Едва успевало темнеть, Вадим уходил в дол, садился на копну и прислушивался. С недалекой реки приносился лягушачий гвалт, в кустарнике флейтовала иволга, на тысячи ладов заливались соловьи. Но Вадим почти не слышал их песен, он ловил другие звуки. Вот сухо зашуршала щетина скошенной травы, и над выпуклым скатом на фоне светлого неба объявлялся силуэт женщины. Тогда Вадим тихонько свистел, и женщина бежала к нему.

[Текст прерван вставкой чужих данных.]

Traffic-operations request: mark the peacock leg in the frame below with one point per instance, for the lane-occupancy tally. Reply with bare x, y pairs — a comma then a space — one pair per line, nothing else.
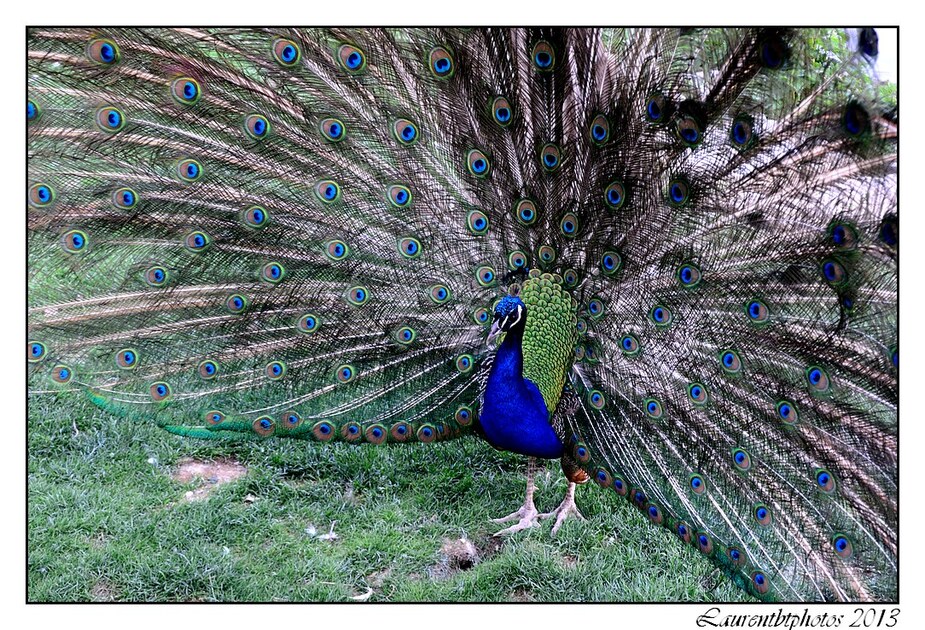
527, 514
565, 508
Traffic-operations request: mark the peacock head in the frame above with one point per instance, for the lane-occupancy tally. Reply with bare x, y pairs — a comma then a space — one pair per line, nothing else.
510, 313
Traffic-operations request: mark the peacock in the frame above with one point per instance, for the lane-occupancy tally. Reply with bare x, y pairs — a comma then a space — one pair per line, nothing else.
666, 258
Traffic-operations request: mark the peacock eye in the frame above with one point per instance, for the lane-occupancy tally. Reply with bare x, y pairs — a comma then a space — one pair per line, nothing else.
110, 119
546, 254
103, 51
357, 295
351, 58
409, 247
742, 133
308, 323
485, 276
478, 163
477, 222
731, 362
333, 129
657, 108
399, 196
257, 126
689, 275
611, 262
678, 192
36, 351
544, 57
124, 198
272, 272
286, 52
406, 132
189, 170
441, 62
41, 195
185, 90
501, 111
74, 241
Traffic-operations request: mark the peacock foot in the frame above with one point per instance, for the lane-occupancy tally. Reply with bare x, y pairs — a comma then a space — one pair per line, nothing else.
565, 509
526, 518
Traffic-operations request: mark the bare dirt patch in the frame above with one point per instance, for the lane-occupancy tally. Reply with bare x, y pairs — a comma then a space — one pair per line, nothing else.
103, 591
210, 474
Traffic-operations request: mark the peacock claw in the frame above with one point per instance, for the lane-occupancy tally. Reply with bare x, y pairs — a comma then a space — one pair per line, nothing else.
526, 518
566, 508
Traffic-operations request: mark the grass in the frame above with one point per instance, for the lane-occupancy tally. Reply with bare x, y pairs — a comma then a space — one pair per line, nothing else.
107, 522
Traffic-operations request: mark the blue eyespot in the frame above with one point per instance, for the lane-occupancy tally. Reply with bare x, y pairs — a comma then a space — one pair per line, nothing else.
843, 546
272, 272
159, 391
124, 198
399, 196
787, 412
308, 323
103, 51
189, 170
689, 275
757, 311
257, 126
36, 351
74, 241
236, 303
109, 119
439, 293
678, 192
286, 52
441, 62
485, 276
41, 195
406, 132
351, 58
333, 129
345, 373
501, 111
358, 295
742, 459
817, 378
409, 247
544, 56
600, 129
655, 108
478, 163
611, 262
185, 90
742, 133
732, 364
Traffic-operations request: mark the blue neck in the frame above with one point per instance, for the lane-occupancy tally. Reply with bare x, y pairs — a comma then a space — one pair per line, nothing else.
514, 416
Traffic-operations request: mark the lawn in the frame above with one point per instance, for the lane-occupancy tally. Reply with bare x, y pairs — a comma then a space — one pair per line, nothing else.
110, 519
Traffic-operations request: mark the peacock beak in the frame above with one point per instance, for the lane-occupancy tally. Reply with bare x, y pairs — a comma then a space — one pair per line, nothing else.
495, 331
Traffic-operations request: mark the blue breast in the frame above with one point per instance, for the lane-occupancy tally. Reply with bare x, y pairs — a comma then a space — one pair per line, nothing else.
514, 416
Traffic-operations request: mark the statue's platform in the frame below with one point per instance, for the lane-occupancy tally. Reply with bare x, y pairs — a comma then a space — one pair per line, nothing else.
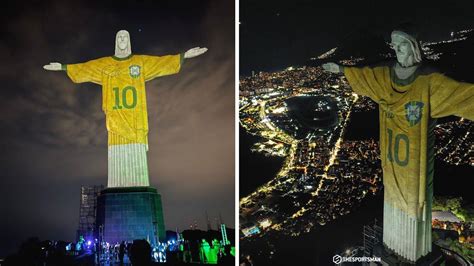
129, 213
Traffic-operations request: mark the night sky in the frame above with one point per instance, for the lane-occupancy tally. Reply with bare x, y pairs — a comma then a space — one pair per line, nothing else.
277, 34
53, 134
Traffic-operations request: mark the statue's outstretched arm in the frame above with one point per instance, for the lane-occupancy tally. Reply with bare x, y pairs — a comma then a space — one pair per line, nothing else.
196, 51
333, 68
53, 66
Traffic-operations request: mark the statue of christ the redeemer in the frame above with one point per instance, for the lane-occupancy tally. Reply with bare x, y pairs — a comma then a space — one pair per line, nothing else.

— Заждался? Свекровь, глухая кочерыжка, битый час крутилась на постели. Зато теперь можно хоть до самого солнца, заснула.
Как-то при такой вот встрече Лидочка торопливо пихнула Вадиму под мышку мягкий сверток.
— Что это?
— Джемпер. Сама вязала. День-то нынче вон какой, с работы придешь, и пока солнце закатится, еще полдни остается. После работы и связала.
— Ни к чему это!
— Носи-и. Не примеряла, а как раз будет: я всего тебя на память знаю… Вот тут, на груди, два черных оленя с рожками. В газете такую картинку вызрила… Людям говори, купил, мол.
— Может, лучше ему… мужу, надо оставить? Может, так лучше?
— Это уж не твоя забота, понял? И когда мы вдвоем, третьего не задевай. О третьем вспоминать негоже. Вот!
Еще не взошло солнце, а Вадим — купаться пошел. Полотенце кинул на куст чилиги, а сам с разбегу — в воду. Эх, хорошо! Глянешь в глубину, а там с испугом разлетаются мелкие рыбешки, головастики всем телом вертухаются. Жук водяной и тот озадачен: замер на месте и усом не шевельнет.
Потом он полотенцем растирался, и в такт его движениям шаткая мостушка под ногами чмокала по воде, да так звонко, будто и на том берегу, за стеной тростника, тоже кто-то стоит на мостушке и полотенцем растирается.
В это время его окликнули. Кто бы это в такую рань? Руслан.
— А я, видишь ли, из больницы иду.
— Руслан, человек ты мой, здравствуй! Зачем же ты пешком? Я бы и сам за тобой съездил.
— После такой лежки прогуляться надо.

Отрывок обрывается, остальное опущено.